In our first year of marriage, Brian and I have learned a lot about each other. We’ve learned new things through every day situations, new job opportunities, combining our finances, and yes, through fighting. All of these things have helped us grow as a couple, but there is one thing that has helped us get through all of them. Journaling.
When we were engaged, our friends bought us The Navigator’s Council. It’s a weekly journal that helps couples touch base and grow together. Each week, it goes through six, simple questions, your schedule for the week, and a quick reading/devotional. The book does follow christian values, which I know isn’t for everyone, but it really helped Brian and I learn some key things during our first year as husband and wife.
- Check in with your spouse
If anything, this journal taught us to check in with each other. It doesn’t have to be constant, but having this journal gave us a set day each week to go through our schedules and talk about our lives. Some week’s we fly through our reading and questions, and other weeks, we have great talks about what we loved about the week and what we are looking forward to. Either way, we’ve learned that touching base every now and then is important to us.
- Set expectations for your relationship
This was something we learned pretty recently while reading a devotional, and it is great advice! Before going into a situation or even the week, talk about your expectations. For example, if you are going to hang with friends, you can say something like, “My expectations are to have a few drinks, and leave by 11pm.” The expectations doesn’t need to be grand, but if your partner understands your expectations, they can meet them. If they don’t understand them, you both could be disappointed in some situations.
- Yes, communication is key, but so is listening
This one is cliche, but true. Communicating during the happy, sad and hard times can sometimes be difficult, but it’s very important. Tell your partner what made you happy, what upset you, or what you’re looking forward to. As a partner, listen and learn from your conversations. This will help you understand each other more, even in small everyday situations.

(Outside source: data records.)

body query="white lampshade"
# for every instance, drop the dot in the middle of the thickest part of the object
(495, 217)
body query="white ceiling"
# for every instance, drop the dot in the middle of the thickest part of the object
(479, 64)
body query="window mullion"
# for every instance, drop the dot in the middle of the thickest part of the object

- Stop comparing yourselves to other couples
This is something that we are constantly working on. Reading The Navigator’s Council hasn’t really taught us this, but sharing it with others has. Brian and I have both told our friends about the book; some thought it was interesting and wanted to know more, others thought is sounded kinda silly. But, what telling others about the journal has taught us, is that every single relationship is different. What works for us as a family, might not work for others, and that’s OK!
- You’re constantly changing, and so should your relationship
Last, but certainly not least, the only constant in a relationship is change. This is something we read in a weekly devotion, and it really resinated with us. Through out your relationship, many things will change. You might get a new job, buy a house, have a baby, buy another house, the list goes on! Some change will be good, some will be bad, but the one thing that will remain is your family. Embrace the change and let it mold your relationship. In 10 years, you will not be the same person you are today, and neither will your spouse! You need to grow together and love each other in all of your forms.
These are just some of the many things that we have learned from journaling together over the past year, and we are excited to continue doing it!